A solution I haven't yet seen in this thread is to buy multiple drives, and sacrifice the capacity of one of those drives to maintain single parity via a raidz1 configuration with zfs. (raidz2 or raidz3 are likely better, as you can guard against full drive failures as well, but you'd need to increase the number of drives' capacity that you're using for parity.)

zfs in these filesystem-specific parity-raid implementations also auto-repairs corrupted data whenever read, and the scrub utility provides an additional tool for recognizing and correcting such issues proactively.

This applies to both HDDs and SSDs. So, a good option for just about any archival use case.

fsckboy 20 hours ago | parent | next [-]

this is about drives that are not plugged in. are you saying parity would let you simply detect that the data had gone bad? increasing the number of drives would increase the decay rate, more possibilities for a first one to expire. if your parity drive expired first, you would think you had errors when you didn't yet.

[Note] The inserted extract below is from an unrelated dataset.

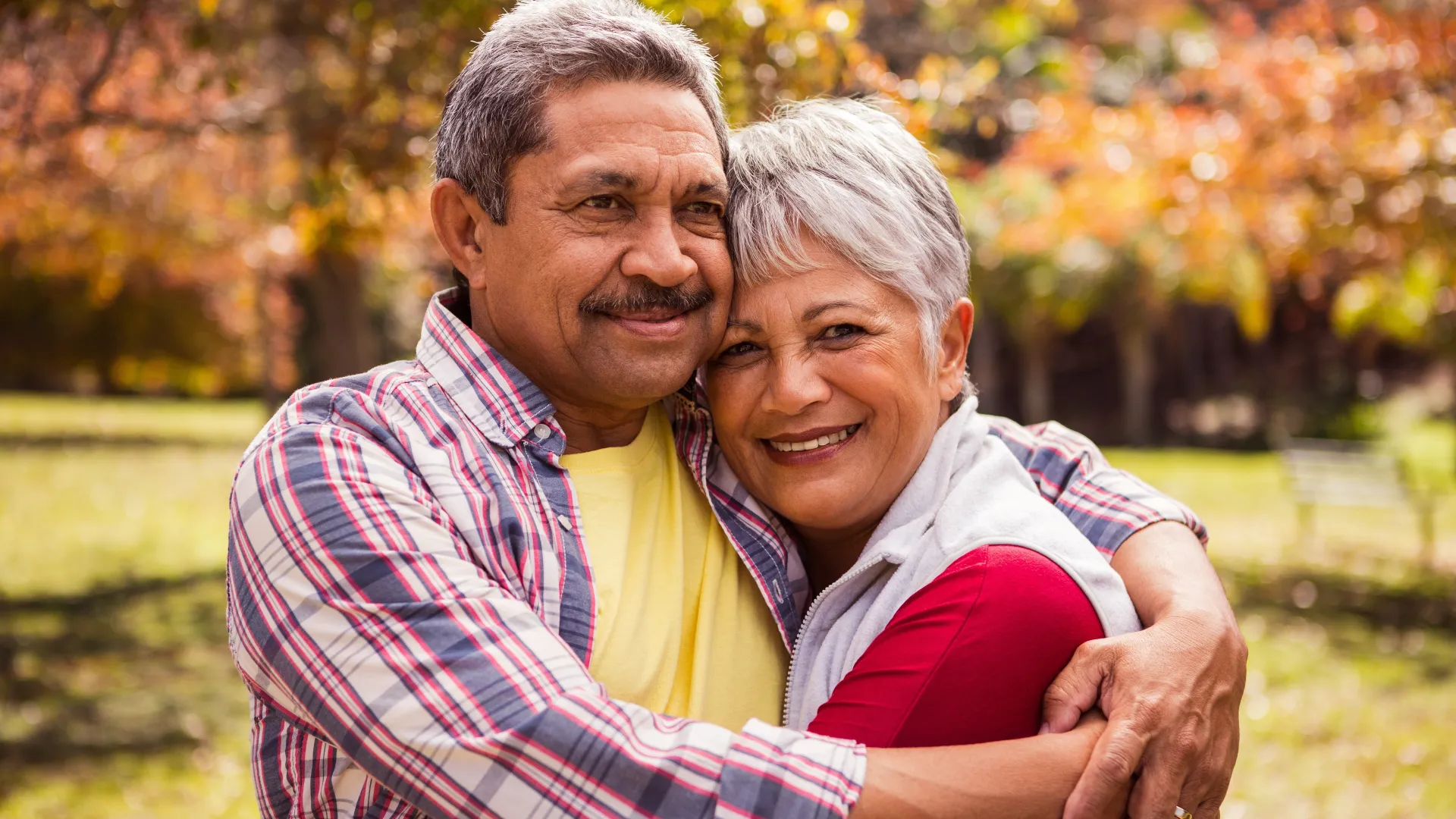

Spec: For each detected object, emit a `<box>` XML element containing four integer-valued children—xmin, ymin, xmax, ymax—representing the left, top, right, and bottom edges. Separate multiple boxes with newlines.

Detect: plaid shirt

spoaceman7777 19 hours ago | parent [-]

No, I'm talking about parity raid (raidz1/z2/z3, or, more familiarly, raid 5 and 6).

In a raidz1, you save one of the n drives' worth of space to store parity data. As long as you don't lose that same piece of data on more than one drive, you can reconstruct it when it's brought back online.

And, since the odds of losing the same piece of data on more than one drive is much lower than the odds of losing any piece of data at all, it's safer. Upping it to two drives worth of data, and you can even suffer a complete drive failure, in addition to sporadic data loss.

fweimer 20 hours ago | parent | prev [-]

How would this work? Wouldn't all these drives start loosing data at roughly at the same time?

spoaceman7777 19 hours ago | parent [-]

Yes, but different pieces of data. The stored parity allows you to reconstruct any piece of data as long as it is only lost on one of the drives (in the single parity scenario).

The odds of losing the same piece of data on multiple drives is much lower than losing any piece of data at all.

danparsonson 19 hours ago | parent [-]

But the data is not disappearing, it's corrupted - so how do you know which bits are good and which are not?